Celebration Bowl Lost Due To Celebration

What kind of idiot thinks celebrating is allowed at the Celebration Bowl?

NOT ALLOWED — Getty Images
Dec 19, 2016 at 10:50 AM ET

Amidst the morass of unremarkable college football bowl subdivision games, the Celebration Bowl wasn’t even one of them.

With 80 of the NCAA’s 128 Bowl Subdivision schools (i.e. 62.5 percent) selected for one bowl or another—20 teams, i.e. a quarter of the slate, didn’t have a winning record—there are some real duds on the docket.

The Celebration Bowl, meanwhile, flew below that radar even though it was actually more interesting than most. Although it pitted a pair of league champs from the lower division (Football Championship Subdivision in the NCAA’s stodgy parlance), they were the two best Historically Black College and Universities. Grambling State won the Southwestern Athletic Conference at 11-1 while N.C. Central won the Mid-Eastern Athletic Conference at 9-2, yet its defining moment was this: N.C. Central lost the Celebration Bowl because of a celebration penalty.

Facing third-and-12 with a scant 2:25 to play, N.C. Central completed a 39-yard touchdown pass that should have tied the score. Instead, receiver Quentin Atkinson—who avenged an early-game dropped TD to make the most important catch of his college football career—dared to remove his helmet while in the vicinity of the endzone. This earned him a 15-yard excessive celebration penalty.

Grambling blocked the ensuing, much-longer extra-point attempt, no doubt a direct result of the penalty, given that longer kicks require a lower exit angle to cover the necessary distance and blah blah physics blah blah. Grambling then won the game, 10-9.

Mind you, Atkinson was already out of bounds while jumping up and down with his similarly enthused teammates. It was a great play and a great moment that deserved great joy. Instead, a totally asinine rule intervened and cost N.C. Central the game, because rules.
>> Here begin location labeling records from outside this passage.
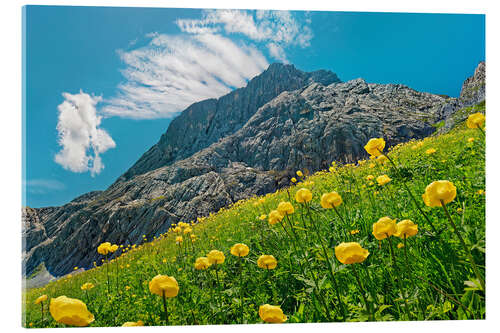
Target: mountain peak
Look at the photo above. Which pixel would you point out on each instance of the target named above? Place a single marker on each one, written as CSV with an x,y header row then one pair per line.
x,y
208,121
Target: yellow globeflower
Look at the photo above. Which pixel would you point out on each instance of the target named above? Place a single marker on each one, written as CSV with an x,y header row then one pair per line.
x,y
351,253
202,263
382,180
70,311
285,208
303,195
239,250
164,285
275,217
330,200
133,323
382,159
439,190
87,286
104,248
216,257
267,261
271,314
375,146
406,228
40,299
476,120
384,227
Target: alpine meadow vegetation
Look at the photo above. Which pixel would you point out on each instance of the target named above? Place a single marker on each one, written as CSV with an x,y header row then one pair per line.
x,y
398,236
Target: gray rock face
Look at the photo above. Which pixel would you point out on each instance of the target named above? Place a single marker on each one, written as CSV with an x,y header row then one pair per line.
x,y
205,122
473,92
254,150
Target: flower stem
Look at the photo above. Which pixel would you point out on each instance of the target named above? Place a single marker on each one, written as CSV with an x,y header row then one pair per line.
x,y
165,307
465,247
362,290
398,277
107,272
411,194
241,288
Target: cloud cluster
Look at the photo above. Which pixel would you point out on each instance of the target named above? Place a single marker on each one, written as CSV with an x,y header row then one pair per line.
x,y
79,135
171,72
211,56
42,186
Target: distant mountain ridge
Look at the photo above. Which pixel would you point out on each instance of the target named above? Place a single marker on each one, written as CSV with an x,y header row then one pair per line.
x,y
215,154
205,122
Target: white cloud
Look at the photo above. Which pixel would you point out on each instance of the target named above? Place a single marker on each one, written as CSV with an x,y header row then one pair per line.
x,y
172,72
80,137
277,52
278,26
41,186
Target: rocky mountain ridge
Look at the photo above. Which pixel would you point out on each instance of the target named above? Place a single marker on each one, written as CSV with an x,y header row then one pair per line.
x,y
320,120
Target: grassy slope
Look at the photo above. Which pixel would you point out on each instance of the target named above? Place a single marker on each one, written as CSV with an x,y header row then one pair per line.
x,y
439,293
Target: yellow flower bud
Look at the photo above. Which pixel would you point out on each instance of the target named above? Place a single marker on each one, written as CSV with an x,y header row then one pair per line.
x,y
40,299
202,263
285,208
330,200
216,257
87,286
375,146
272,314
164,285
303,195
275,217
475,120
266,261
382,180
437,191
406,228
70,311
351,253
384,227
239,250
104,248
133,323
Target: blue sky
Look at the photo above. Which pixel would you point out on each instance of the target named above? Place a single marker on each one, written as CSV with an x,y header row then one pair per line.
x,y
103,83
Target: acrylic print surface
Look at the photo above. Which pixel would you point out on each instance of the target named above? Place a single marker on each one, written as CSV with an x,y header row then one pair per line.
x,y
198,166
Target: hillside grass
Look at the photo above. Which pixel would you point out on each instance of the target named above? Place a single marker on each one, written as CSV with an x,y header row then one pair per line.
x,y
431,279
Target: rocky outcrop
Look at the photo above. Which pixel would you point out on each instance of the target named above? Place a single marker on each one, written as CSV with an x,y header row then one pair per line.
x,y
205,122
303,128
472,99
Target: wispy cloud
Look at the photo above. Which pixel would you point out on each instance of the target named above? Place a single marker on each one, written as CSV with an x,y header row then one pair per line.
x,y
80,137
42,186
204,61
172,72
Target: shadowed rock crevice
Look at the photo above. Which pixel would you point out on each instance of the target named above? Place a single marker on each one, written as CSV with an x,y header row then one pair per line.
x,y
249,142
All of this seems to ignore the fact that these bowl games are supposed to be a reward for the players. It’s hard to imagine that most of the mid-December contests are drawing any kind of appreciable TV ratings as it is, so some rebranding would serve them well.

The Celebration Bowl should actively encourage excessive celebration. I, for one, would watch have much more interest in that game if I knew there’d be choreographed TD dances.

Games called the TaxSlayer Bowl, AdvoCare V100 Texas Bowl, Zaxby’s Heart of Dallas Bowl, Famous Idaho Potato Bowl, Popeyes Bahamas Bowl, and Marmot Boca Raton Bowl are begging for gimmicks and stunts and anything else approximating entertainment.

Who would that offend? No one’s watching anyway.